ANNE-SOPHIE JOLY, fondatrice du Collectif National des Associations d’Obèses (CNAO)

Sylvie Favier • mai 30, 2023

Obésité : 20 ans de plaidoyer pour l’action collective et la bienveillance


ANNE-SOPHIE JOLY, fondatrice du Collectif National des Associations d’Obèses

ANNE-SOPHIE JOLY

Fondatrice du Collectif National des Associations d’Obèses (CNAO) 

Tout d'abord, pouvez-vous vous présenter brièvement à nos lecteurs ?


J’ai 52 ans, j’ai une formation d’architecte d’intérieur et des monuments historiques. Et je suis une patiente qui souffre de problématiques de surpoids et d'obésité qui ont commencé vers l’âge de 20 ans, avant de s’aggraver petit à petit. J'ai fait des régimes hypocaloriques - à l’époque on ne connaissait que ça - qui ont eu l’effet plutôt inverse de celui recherché. Ils n’étaient pas encadrés comme ils le sont aujourd’hui ; on n'était pas du tout dans la gestion du plaisir, des émotions, on n’avait pas encore compris qu’il fallait appréhender le problème dans sa globalité. Et donc le poids s’installe avec des conséquences catastrophiques sur l’estime de soi. Le mal-être augmente, amplifié par la discrimination et la grossophobie. On vous tient toujours pour responsable de votre prise de poids, mais le métabolisme reste en partie une loterie, et il y a des prédispositions génétiques. 


J’ai abordé la médecine, ma deuxième passion, sous l’angle de la presse médicale. J’y ai travaillé pendant 18 ans, ce qui m’a confortée dans la certitude que les médecins ignoraient tout de cette problématique de l'obésité et qu’on ne prenait pas ces patients par le bon bout. Comme souvent dans l’engagement associatif, tout est parti d’expériences personnelles et douloureuses.
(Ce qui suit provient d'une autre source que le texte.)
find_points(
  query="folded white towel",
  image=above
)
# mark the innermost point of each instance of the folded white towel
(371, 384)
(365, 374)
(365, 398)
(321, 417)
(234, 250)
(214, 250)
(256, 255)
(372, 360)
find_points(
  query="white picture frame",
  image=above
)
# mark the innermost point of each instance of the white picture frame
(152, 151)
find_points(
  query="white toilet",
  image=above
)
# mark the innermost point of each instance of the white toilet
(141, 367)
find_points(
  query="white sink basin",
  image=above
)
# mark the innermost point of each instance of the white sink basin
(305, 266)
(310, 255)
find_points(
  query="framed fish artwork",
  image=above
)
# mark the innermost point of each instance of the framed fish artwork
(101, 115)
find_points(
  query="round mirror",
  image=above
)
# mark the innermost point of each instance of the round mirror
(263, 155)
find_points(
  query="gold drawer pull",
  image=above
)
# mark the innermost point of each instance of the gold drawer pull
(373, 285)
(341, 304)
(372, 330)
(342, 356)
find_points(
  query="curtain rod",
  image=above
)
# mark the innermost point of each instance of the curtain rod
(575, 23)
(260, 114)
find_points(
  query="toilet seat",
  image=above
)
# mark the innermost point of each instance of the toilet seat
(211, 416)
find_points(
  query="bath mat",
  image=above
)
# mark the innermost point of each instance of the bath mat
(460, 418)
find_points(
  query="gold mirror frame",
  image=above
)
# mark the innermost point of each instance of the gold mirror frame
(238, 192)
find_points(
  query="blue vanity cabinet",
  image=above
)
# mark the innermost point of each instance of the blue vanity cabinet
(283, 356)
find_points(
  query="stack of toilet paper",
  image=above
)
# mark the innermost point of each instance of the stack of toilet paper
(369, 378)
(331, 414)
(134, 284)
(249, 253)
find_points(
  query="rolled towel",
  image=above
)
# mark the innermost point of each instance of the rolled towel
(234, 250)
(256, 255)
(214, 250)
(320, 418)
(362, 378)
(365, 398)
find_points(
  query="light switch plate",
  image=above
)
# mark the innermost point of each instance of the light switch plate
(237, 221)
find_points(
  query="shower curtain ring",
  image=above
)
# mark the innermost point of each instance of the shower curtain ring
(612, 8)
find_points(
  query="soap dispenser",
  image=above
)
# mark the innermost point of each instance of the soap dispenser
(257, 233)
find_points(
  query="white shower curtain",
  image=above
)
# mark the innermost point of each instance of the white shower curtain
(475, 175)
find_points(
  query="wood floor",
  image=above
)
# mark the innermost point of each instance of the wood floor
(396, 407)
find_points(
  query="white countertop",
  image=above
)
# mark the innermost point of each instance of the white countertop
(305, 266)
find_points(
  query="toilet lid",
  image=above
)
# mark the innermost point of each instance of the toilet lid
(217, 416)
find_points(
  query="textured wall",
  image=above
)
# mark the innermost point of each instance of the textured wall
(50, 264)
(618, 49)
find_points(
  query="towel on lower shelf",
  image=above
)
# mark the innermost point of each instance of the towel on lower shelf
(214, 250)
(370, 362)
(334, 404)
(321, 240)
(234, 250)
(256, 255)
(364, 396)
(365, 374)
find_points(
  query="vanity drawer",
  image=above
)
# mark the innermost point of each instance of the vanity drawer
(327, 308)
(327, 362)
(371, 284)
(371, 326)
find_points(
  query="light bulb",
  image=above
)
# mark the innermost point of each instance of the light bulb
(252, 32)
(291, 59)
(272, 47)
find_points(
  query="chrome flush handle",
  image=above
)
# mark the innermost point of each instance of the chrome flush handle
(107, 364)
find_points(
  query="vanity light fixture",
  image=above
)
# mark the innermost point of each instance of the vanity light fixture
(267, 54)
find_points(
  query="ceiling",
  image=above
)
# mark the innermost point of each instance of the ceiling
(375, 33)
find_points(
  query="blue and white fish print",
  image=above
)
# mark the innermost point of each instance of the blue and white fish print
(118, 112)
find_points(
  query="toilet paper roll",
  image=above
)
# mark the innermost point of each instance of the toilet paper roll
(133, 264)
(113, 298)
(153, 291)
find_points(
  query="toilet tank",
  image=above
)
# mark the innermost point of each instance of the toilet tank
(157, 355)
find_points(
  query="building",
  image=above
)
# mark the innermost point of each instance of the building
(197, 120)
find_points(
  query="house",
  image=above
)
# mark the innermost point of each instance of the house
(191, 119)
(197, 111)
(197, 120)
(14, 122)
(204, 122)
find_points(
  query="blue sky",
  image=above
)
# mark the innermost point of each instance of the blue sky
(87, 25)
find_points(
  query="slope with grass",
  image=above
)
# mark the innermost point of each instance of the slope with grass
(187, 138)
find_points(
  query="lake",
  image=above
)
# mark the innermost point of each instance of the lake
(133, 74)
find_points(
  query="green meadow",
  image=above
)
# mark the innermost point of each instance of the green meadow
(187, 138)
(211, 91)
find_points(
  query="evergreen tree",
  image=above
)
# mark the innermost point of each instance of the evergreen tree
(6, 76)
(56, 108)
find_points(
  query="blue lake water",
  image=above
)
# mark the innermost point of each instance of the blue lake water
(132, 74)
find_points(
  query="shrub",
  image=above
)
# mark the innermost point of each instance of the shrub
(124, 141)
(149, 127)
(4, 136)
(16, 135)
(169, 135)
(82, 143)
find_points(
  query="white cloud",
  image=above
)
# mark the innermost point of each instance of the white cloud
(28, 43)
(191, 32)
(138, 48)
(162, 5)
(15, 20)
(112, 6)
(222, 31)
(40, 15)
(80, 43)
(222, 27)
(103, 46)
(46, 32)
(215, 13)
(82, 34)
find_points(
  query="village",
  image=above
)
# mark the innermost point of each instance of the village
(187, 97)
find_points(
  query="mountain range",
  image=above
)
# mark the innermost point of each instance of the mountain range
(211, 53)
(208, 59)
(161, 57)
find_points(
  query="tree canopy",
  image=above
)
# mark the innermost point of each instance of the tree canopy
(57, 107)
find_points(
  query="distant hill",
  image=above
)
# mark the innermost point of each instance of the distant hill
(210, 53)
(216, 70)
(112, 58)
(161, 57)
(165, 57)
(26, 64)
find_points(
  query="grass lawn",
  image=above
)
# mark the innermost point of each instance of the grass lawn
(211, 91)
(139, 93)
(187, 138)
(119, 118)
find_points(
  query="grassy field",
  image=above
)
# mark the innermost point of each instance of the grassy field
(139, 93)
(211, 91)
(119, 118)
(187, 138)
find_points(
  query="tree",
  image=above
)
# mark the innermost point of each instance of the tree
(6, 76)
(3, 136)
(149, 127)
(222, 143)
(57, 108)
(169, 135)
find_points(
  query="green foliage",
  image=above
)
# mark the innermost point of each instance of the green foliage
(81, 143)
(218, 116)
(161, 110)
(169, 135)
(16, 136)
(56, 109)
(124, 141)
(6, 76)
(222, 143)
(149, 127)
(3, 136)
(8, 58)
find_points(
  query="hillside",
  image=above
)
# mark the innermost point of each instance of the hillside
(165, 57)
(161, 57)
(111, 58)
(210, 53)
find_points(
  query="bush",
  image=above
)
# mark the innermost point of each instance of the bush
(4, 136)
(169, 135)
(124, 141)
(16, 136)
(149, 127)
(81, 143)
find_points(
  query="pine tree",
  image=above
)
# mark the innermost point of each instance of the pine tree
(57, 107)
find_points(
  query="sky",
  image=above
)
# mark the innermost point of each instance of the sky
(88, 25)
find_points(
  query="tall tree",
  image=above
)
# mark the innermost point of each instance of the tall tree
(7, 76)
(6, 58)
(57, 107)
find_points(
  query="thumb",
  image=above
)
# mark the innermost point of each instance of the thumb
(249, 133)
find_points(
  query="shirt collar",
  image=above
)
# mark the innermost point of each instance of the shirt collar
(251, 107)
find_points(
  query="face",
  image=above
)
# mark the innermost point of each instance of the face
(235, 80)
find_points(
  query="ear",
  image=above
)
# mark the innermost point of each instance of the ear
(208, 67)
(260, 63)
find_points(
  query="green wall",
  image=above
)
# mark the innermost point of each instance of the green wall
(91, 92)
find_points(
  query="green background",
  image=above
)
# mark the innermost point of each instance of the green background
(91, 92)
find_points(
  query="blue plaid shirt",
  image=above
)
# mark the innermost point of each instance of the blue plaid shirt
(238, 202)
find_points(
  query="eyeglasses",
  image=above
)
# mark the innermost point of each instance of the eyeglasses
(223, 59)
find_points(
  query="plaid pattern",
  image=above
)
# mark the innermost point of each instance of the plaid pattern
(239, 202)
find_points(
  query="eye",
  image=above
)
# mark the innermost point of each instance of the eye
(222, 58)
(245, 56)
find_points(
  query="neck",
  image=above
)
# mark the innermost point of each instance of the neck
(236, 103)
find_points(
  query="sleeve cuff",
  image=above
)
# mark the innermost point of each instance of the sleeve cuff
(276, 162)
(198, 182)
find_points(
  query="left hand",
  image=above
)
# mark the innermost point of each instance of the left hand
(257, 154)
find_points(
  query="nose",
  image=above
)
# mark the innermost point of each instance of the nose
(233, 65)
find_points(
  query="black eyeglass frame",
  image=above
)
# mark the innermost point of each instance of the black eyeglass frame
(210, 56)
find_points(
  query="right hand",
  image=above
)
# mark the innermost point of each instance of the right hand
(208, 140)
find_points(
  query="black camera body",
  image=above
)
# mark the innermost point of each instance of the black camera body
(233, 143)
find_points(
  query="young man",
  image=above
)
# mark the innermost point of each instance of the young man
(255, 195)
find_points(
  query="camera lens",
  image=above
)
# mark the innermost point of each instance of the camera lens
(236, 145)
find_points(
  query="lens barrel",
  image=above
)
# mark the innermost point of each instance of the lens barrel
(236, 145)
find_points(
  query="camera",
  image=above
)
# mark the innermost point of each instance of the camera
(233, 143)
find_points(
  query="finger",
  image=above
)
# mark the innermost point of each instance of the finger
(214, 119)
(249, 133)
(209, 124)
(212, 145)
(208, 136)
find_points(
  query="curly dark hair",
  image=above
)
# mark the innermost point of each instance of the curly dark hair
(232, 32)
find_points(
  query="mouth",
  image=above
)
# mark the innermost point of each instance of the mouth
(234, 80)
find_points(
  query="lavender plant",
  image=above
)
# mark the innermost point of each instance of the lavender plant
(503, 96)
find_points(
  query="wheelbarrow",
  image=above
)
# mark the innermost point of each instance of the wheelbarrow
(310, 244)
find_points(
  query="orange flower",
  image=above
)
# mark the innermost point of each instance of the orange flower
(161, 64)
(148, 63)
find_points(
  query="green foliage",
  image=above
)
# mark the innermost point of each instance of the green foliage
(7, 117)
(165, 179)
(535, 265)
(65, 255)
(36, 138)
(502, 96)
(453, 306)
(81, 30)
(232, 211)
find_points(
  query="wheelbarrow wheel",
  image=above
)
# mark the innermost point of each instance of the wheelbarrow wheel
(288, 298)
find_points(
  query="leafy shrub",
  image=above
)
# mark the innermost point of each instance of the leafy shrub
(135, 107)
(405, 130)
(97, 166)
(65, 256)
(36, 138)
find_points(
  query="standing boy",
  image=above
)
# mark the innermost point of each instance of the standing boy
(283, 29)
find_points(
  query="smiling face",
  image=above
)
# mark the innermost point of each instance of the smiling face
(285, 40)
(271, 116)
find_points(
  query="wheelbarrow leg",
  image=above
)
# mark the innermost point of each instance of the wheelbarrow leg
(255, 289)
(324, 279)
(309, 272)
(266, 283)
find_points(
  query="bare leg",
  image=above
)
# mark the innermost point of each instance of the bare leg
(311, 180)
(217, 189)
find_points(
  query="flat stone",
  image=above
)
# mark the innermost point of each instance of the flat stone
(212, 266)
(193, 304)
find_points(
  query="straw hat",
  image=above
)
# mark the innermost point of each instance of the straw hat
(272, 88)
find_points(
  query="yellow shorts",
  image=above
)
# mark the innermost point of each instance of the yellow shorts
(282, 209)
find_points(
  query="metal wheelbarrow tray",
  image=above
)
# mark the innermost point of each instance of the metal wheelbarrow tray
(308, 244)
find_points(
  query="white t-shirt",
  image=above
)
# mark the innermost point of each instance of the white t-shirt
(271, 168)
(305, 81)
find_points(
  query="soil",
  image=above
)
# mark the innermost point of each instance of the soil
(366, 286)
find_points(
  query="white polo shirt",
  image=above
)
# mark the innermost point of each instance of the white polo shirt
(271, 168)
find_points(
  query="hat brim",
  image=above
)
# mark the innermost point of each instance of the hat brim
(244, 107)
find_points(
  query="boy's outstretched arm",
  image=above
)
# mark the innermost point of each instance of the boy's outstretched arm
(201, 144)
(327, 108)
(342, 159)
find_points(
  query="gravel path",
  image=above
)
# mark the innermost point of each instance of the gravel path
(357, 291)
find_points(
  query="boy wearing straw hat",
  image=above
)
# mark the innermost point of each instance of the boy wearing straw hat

Quels manques cherchiez-vous à combler ?


J’ai d’abord rejoint une association en tant que patiente. Cette expérience, ajoutée à celle de mon métier, m’a fait toucher du doigt l’absence de bonnes pratiques dans la prise en charge de l’obésité. J’ai créé le Collectif National des Associations d’Obèses (CNAO) en mars 2003 parce que j’étais convaincue que pour bien faire, il fallait être capable de rassembler les acteurs les plus performants dans leur domaine et agir en co-construction. On n’est qu’un maillon de la chaîne et on a besoin de tous les maillons - l’Etat, les professionnels de santé, l’industrie agroalimentaire, les cantines scolaires, le mobilier urbain, et j’en passe ! - pour faire reconnaitre l’humanité de chacun, quelles que soient sa morphologie et sa taille de pantalon !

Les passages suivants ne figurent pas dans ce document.